No surprise then that little new has emerged in the British paper on the border.
It’s right that as we shape the unprecedented model, we have some very clear principles. Top of our list is to agree upfront no physical border infrastructure – that would mean a return to the border posts of the past and is completely unacceptable to the UK.”
What has become a bit clearer is a key point that the expected chorus of critics from British Remainers and all of Irish nationalism chose to ignore – that as far as the UK government is concerned, if there is to be a hard border it will be the EU that will impose it.
Whitehall officials told The Telegraph that the EU will be legally responsible for any hard border imposed after Brexit and insisted that the UK is determined to be flexible on the issue.
The British have always talked about a ” bespoke ” or ” unprecedented” deal and believe they have to heft to win it. This remains to be seen.
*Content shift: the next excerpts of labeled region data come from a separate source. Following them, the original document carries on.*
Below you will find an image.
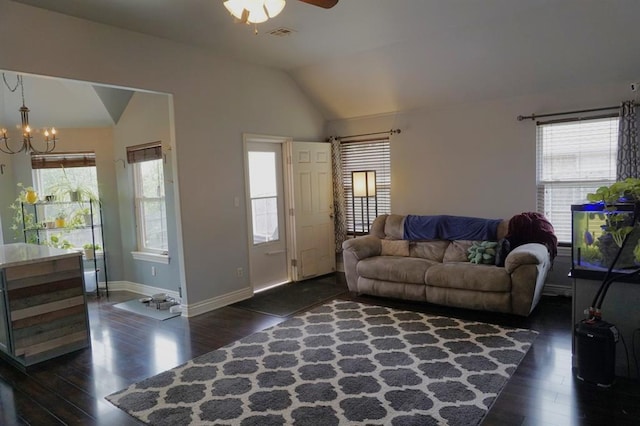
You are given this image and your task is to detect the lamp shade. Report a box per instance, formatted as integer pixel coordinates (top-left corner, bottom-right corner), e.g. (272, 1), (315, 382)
(351, 170), (376, 197)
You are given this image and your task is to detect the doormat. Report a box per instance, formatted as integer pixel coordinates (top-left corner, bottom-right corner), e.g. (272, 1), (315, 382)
(106, 300), (537, 426)
(231, 276), (347, 317)
(113, 299), (181, 321)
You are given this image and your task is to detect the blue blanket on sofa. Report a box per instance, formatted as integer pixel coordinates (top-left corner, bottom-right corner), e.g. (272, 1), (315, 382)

But merely scorning the British position from the point of view of formal EU rules and almost wanting the negotiations to fail is not a useful response and ignores the EU’s unrivalled ability to fudge and accommodate.
So the real border solutions will be deferred until later in the negotiations . But will the EU regard the week’s sequence of papers as “sufficient progress” to allow the Article 50 negotiations to continue? If not we all have a huge problem.
So far official reactions from Dublin Brussels has been prudently cautious. Position papers do not constitute a negotiation result.
The border paper follows on logical from yesterdays’ paper of a temporary customs arrangement and the off the record reactions have been cool to say the least.
The real test of progress will be made when the EU heads of government meet to review it in October.